There is clear evidence that the State's judicial system routinely referred people to the Magdalene laundries. There was evidence of transfer from the industrial schools and from the mother and baby homes, which received State and local government funding. An aspect of this that I find particularly horrific is the number of young people who were put into the laundries by their families and simply left there, not to mention the State's failure to supervise this.

The State apologised to the survivors of the industrial schools in May 1999, before carrying out the relevant inquiry and before establishing the redress scheme. A further apology was issued in 2009. In that context, I ask, as an interim measure, for a gesture of goodwill and an acknowledgement of what went on, that the apology could come sooner rather than later.

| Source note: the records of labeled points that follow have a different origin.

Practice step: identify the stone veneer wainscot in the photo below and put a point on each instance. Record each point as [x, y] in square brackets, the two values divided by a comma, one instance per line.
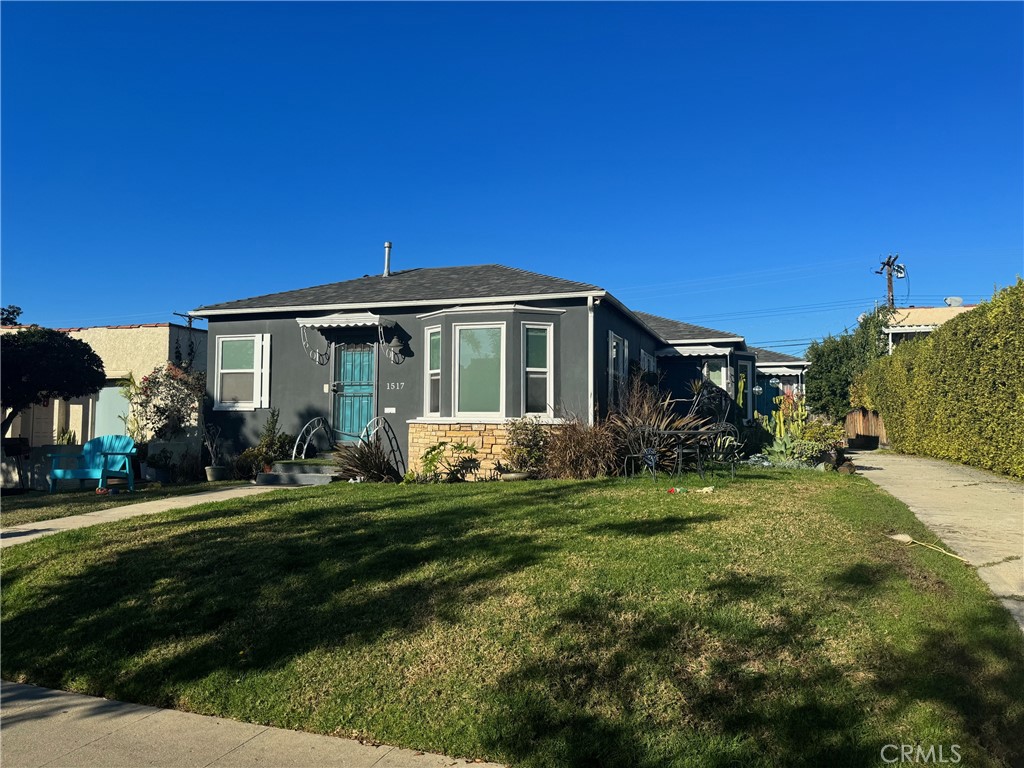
[488, 439]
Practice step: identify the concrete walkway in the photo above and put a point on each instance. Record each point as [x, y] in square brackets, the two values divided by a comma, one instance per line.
[30, 530]
[43, 727]
[977, 514]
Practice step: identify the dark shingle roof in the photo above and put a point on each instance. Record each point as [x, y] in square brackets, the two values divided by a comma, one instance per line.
[671, 330]
[416, 286]
[769, 355]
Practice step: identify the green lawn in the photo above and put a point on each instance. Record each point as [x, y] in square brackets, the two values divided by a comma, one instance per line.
[540, 624]
[38, 505]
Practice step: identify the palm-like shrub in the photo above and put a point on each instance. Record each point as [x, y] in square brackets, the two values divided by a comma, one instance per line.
[643, 415]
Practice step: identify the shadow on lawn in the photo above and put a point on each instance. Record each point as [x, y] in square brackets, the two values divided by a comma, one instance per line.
[712, 686]
[705, 684]
[731, 674]
[218, 593]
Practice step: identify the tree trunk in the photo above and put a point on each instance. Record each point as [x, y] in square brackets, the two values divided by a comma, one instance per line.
[8, 420]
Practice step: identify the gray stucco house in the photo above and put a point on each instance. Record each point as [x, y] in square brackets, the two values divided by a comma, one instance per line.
[440, 353]
[696, 352]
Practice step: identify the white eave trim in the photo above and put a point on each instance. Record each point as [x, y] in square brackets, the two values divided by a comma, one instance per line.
[489, 308]
[349, 320]
[201, 312]
[714, 340]
[909, 329]
[780, 371]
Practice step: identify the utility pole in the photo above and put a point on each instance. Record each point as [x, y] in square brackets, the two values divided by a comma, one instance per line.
[888, 266]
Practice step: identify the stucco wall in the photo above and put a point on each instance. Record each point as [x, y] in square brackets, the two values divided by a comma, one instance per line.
[297, 383]
[124, 350]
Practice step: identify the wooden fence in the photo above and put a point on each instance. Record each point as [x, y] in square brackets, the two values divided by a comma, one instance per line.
[864, 422]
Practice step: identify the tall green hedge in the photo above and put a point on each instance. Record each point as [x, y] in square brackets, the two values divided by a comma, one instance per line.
[958, 393]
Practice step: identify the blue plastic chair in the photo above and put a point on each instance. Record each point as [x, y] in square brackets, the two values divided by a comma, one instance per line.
[101, 459]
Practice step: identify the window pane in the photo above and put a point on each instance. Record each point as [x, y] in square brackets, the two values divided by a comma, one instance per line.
[537, 347]
[537, 393]
[715, 370]
[479, 370]
[238, 354]
[435, 350]
[435, 394]
[237, 387]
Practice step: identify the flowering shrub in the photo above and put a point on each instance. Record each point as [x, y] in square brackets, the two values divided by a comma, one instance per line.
[165, 402]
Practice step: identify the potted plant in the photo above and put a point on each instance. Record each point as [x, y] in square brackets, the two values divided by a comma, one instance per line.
[217, 470]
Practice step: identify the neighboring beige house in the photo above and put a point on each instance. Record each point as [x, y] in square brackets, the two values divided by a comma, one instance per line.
[911, 323]
[125, 350]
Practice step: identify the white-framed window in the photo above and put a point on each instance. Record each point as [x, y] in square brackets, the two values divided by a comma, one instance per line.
[479, 369]
[243, 376]
[744, 386]
[538, 367]
[619, 366]
[715, 371]
[432, 385]
[648, 364]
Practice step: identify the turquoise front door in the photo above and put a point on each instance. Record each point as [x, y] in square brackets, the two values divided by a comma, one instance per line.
[353, 390]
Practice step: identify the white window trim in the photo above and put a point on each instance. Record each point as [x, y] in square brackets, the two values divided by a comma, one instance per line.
[549, 409]
[707, 372]
[427, 370]
[455, 372]
[745, 367]
[261, 373]
[624, 367]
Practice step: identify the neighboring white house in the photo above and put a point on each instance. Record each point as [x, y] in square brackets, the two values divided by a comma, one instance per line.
[125, 350]
[911, 323]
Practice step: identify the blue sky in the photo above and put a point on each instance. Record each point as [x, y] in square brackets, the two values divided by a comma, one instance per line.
[739, 166]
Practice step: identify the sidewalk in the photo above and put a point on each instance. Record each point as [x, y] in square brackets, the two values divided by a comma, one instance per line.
[977, 514]
[31, 530]
[56, 729]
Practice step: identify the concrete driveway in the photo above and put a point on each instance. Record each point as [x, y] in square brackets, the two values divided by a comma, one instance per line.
[32, 530]
[978, 514]
[43, 727]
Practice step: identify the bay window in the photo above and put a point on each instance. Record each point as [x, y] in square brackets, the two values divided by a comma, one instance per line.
[479, 369]
[433, 384]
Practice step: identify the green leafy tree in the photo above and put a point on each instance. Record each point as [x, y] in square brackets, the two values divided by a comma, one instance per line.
[837, 361]
[40, 365]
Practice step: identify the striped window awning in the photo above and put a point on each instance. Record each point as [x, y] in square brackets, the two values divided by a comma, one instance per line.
[345, 320]
[696, 350]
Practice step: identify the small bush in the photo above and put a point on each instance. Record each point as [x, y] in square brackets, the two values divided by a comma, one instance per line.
[449, 462]
[367, 460]
[643, 413]
[527, 445]
[272, 445]
[579, 452]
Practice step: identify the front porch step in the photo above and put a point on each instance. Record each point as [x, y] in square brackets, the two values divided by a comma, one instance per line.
[303, 468]
[296, 478]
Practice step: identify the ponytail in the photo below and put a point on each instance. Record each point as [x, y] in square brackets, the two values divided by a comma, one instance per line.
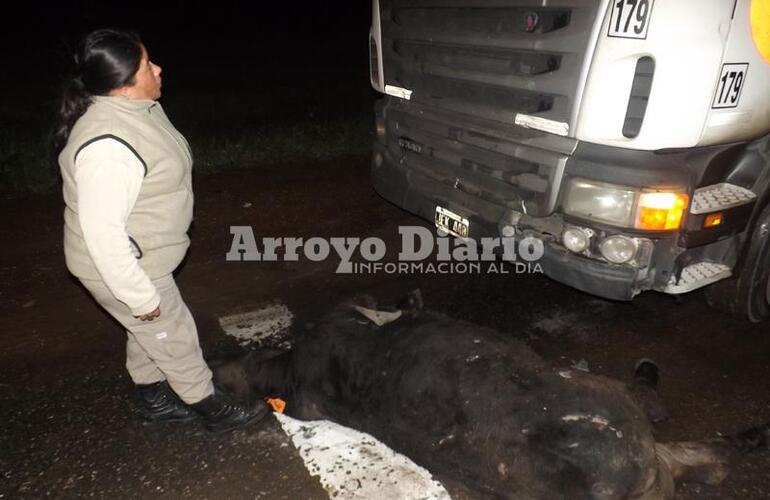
[106, 59]
[74, 102]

I discovered in the Justice for Magdalene's documentation that the first parliamentary question on the matter was asked in 1938.

In conclusion, this time last year I went to a play at the Dublin Fringe Festival called "Laundry" by Louise Lowe, whose family is from the north inner city. The play was based in the convent that was used as a Magdalene laundry in Sean McDermott Street and was like a virtual reality tour through the various rooms. I was totally traumatised by the experience, even though I was only there for about an hour and a half. It was a very visual representation of what those women went through. During the play, one of the characters said "Will you tell somebody?" and I reacted, as an audience member, and said "Who will I tell?". Thinking about it afterwards I wondered who I would have told because nobody wanted to listen. Nobody in authority wanted to know what was going on. Finally, enough is enough for those ladies.